Entity Resolution with Gradient Boosted Trees
Introduction
In 2023, I finished my Master of Science in Data Science at the University of Virginia. I completed a capstone project as part of this program which I will share here.
This is meant to be an overview and summary of the problem in layman’s terms. If a more technical and comprehensive view is desired, please review my code on github or my final project write-up.
My project was sponsored by the Internet Archive. Maxwell Jones (my UVA colleague) and I worked with 2 contacts at Internet Archive who gave us guidance throughout the process and provided us internal access to resources. For those who may not know, the Internet Archive is best known for its wayback machine - archiving webpages on the internet. As an example, here is what Target.com looked like in March 2, 2000:
Our project does not deal with the webpages, but focuses on the other resources that the Internet Archive offers - specifically their collection of books (over 7 million as of July 2023). Our contacts wanted to match the books in the Internet Archive to books cited on Wikipedia.
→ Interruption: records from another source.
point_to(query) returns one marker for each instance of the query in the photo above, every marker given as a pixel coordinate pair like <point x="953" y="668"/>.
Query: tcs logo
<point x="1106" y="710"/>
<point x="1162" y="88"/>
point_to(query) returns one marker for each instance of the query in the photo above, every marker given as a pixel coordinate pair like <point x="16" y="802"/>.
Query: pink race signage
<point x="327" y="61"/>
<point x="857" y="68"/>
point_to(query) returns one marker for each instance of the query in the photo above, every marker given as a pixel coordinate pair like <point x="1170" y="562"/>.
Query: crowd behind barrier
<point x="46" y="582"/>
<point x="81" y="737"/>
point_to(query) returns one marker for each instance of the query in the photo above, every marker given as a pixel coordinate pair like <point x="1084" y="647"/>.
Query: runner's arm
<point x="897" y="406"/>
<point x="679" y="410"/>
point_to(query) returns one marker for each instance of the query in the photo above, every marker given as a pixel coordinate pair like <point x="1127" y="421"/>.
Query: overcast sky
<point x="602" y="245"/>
What are the implications of this? Well, if you were researching a topic and came across a book, you could gain access to a FREE copy of this book given a link to the internet achive in the wikipedia citation of your article. Given the vast collection of books in the Internet Archive, this could be a huge asset to the world providing free resources to everyone visiting Wikipedia.
So, what’s the problem?
Well, all wikipedia citations are not created equal. Some are very descriptive and include things like the ISBN number that allow clean book matching, but what about other citations which only have the book title and the book author? Also, there are often misspellings and inconsistent abbreviations for book meta data like the author or publisher. Can we provide a match (with confidence) given these cases?
So in essence the problem is quantifying uncertainty in entity resolution of Internet Archive Books and Wikipeida Citations. Our algorithm will determine:
- Whether or not a wikipedia citation book match exists in the Internet Archive database.
- Output matches given a high probability threshold.
Analysis Pipeline
In order to link the Internet Archive books to wikipedia links, a few things need to happen…
- Need to download and scrape every book citation on Wikipedia and gain access to the database of 7 million books on the Internet Archive (availabe via API).
- Combine these two resources in a way that can be trained.
- Divide into a training and testing set
- Train an algorithm to match books which outputs an accurate match probability
- Implement this algorithm as a function which inputs a wikipedia citation and outputs book matches from the Internet Archive database given a high probability threshold.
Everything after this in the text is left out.